Waarom je moet kunnen zwijgen om raad te geven (4/6)
Onlangs verscheen in het magazine 'Zeven keer jezelf overstijgen’ het verslag van een interview dat ik gaf aan Erik Galle. Thema was “raad geven aan twijfelenden”, een van de geestelijke werken van barmhartigheid. Hier volgen enkele uittreksels (4/6)
Raad
geven vanuit de traditie die teruggaat op Ignatius, de stichter van Jezuïeten, is
de ander een dialogale ruimte aanbieden waarin hij tot onderscheiding kan
komen. Dit is een mondvol, maar eigenlijk is de basis ervan eenvoudig. Het
vertrekpunt is het geloof dat elke mens in zich een verlangen meedraagt dat God
in zijn hart heeft gelegd. De basisvraag is hoe de persoon die om raad vraagt
daarmee in contact kan komen.
Omdat ‘raad
geven’ de indruk kan wekken dat het initiatief sterk bij de begeleider ligt, is
het belangrijk erop te wijzen dat de basishouding bij uitstek bij het
begeleiden deze is van het luisteren. En wel op zulke manier dat de ander
dichter bij het bovengenoemde verlangen komt. Daarom zal de begeleider ook
vragen stellen, niet uit nieuwsgierigheid, maar om samen de rode draad te ontwar(r)en
tegen welke achtergrond keuzes kunnen gemaakt worden. “Wat bedoel je hiermee?

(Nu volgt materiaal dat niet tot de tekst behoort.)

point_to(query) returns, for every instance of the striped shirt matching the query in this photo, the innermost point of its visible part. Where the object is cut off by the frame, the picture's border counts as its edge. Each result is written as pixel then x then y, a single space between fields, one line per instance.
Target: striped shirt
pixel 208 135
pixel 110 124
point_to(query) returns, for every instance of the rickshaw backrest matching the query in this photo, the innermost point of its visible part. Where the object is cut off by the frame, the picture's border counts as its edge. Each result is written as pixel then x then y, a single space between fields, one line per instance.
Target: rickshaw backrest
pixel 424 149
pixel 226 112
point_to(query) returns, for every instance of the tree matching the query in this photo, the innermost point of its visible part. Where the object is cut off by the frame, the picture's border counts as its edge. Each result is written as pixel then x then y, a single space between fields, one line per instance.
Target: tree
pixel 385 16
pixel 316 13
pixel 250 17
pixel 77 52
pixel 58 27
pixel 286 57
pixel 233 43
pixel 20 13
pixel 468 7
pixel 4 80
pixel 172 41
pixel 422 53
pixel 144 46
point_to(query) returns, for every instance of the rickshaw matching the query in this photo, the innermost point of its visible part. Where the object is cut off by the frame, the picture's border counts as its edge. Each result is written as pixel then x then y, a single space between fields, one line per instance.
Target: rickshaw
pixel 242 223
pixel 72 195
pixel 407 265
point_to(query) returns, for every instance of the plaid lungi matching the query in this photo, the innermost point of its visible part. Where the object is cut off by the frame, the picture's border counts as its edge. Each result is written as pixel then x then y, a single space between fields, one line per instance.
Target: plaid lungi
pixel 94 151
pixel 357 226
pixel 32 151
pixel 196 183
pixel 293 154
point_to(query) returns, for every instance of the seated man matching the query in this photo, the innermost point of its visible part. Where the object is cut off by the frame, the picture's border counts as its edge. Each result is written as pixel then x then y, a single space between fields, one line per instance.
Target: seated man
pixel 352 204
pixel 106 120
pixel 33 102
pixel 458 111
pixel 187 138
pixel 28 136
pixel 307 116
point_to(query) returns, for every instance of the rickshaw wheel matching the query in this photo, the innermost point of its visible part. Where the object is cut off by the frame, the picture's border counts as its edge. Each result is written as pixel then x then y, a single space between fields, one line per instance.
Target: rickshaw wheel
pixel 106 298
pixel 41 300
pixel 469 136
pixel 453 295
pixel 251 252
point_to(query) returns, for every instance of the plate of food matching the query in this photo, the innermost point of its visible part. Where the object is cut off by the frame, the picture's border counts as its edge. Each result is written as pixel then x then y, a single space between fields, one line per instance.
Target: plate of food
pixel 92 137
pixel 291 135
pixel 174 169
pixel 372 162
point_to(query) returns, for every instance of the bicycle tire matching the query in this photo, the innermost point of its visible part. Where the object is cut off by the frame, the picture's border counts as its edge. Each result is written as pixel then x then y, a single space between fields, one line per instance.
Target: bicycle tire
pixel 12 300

Houdt dat geen verband met wat je vorige keer zei”. “Ben je je bewust dat je
ogen fonkelen wanneer je dat vertelt”.
Het
proberen in kaart te brengen wat vreugde brengt en wat droef maakt is een beproefde
manier om uit te zoeken op welk moment een mens in eenheid is met het verlangen
dat hij in zijn hart draagt. Zo’n hart kan zich oefenen door gebed, door het
regelmatig luisteren naar en verwijlen bij het Evangelie. De begeleider heeft
als taak te duiden waar het leven roept, waar de levende God aan het werk is.
En zijn kompas daarbij is de vreugde. Die
is vaak niet exuberant, is geen vreugdeschreeuw. Het is veeleer het gevoelig
worden voor discrete sporen van vreugde, van vertrouwen, van rust, van
openheid, als basis om ermee aan de slag te gaan.